Warming Oceans are Increasing the Risk of Disease Outbreak Among Marine Life

Faith Owens
3 min readApr 22, 2020

A warming climate means warmer oceans, which has resulted in increased disease outbreaks among marine life.These outbreaks start at species low on the food chain, such as eelgrass meadows, that provide essential elements like spawning habitat to ocean life.

The Salish Sea stretches from Olympia, Washington all the way into northern British Columbia in Canada. According to The SeaDoc Society, 113 marine species that call the Salish Sea home are threatened, endangered, or at risk of being so. One of the current contributing factors to the decline of marine species is outbreaks of ocean disease.

Eelgrass wasting disease (EWD), scientifically known as labyrinthula zosterae, is a parasitic disease that kills patches of eelgrass blades and spreads through eelgrass meadows.

A team of scientists conducted field studies involving the disease from between 2013 and 2017 in the San Juan Islands off of Washington’s coast. To study this disease, a variety of both healthy and diseased eelgrass blades are observed or taken from beds. They are examined through microscopes to find the distinct black patches, called lesions, that this disease creates. From this point, scientists confirm whether or not it is diseased.

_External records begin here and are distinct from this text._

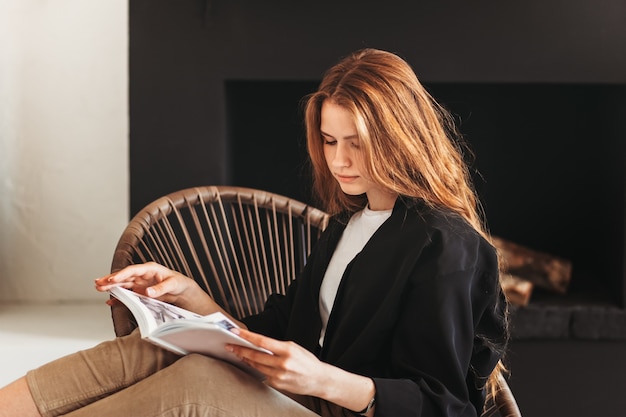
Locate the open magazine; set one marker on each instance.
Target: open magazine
(182, 331)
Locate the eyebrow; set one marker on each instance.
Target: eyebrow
(355, 136)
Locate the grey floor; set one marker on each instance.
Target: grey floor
(33, 334)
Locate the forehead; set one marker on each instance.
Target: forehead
(336, 120)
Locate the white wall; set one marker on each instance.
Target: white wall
(63, 145)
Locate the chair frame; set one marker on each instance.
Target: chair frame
(203, 246)
(239, 244)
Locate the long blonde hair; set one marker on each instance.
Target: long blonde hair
(409, 142)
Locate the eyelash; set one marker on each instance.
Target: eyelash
(330, 142)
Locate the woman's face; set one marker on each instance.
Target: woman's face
(345, 159)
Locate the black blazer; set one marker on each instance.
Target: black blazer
(418, 310)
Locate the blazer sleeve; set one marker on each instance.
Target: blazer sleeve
(448, 325)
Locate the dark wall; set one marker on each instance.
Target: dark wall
(182, 52)
(184, 55)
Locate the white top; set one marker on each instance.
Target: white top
(359, 230)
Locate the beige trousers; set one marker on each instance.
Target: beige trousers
(131, 377)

Drew Harvell, a marine ecologist at Cornell University, found from this study that over 75 percent of the locations in the San Juan Islands all had eelgrass wasting disease present. Harvell and her team found not only that the presence and severity of the disease is steadily increasing, but also there was more disease in eelgrass beds that were less dense. In both the field and the lab, Harvell found that infections increased with warming temperatures..

“This is a very important habitat with important ecosystem services,” said Harvell at the 2020 American Association for the Advancement of Science (AAAS) meeting in Seattle, Washington. “We can’t afford to lose it, and it needs better monitoring.”

Salmon use eelgrass beds as spawning and juvenile habitat. Salmon are one of the Pacific Northwest’s iconic and keystone animals with shrinking population numbers. Kristina Miller, a scientist at for Fisheries and Oceans Canada, attributes some recent salmon population declines to diseases caused by increasing ocean temperatures.

Miller and a team of scientists found that changes in temperature and salinity are the most primary stressors to salmon and are most likely to initiate disease. They developed a technology called salmon Fit-Chips, which are plates on which molecular biomarkers are placed that can track 47 pathogens, viruses, bacteria, and parasites at the same time. This technology allows scientists to quickly identify when, where, and how viruses are happening within a salmon’s body.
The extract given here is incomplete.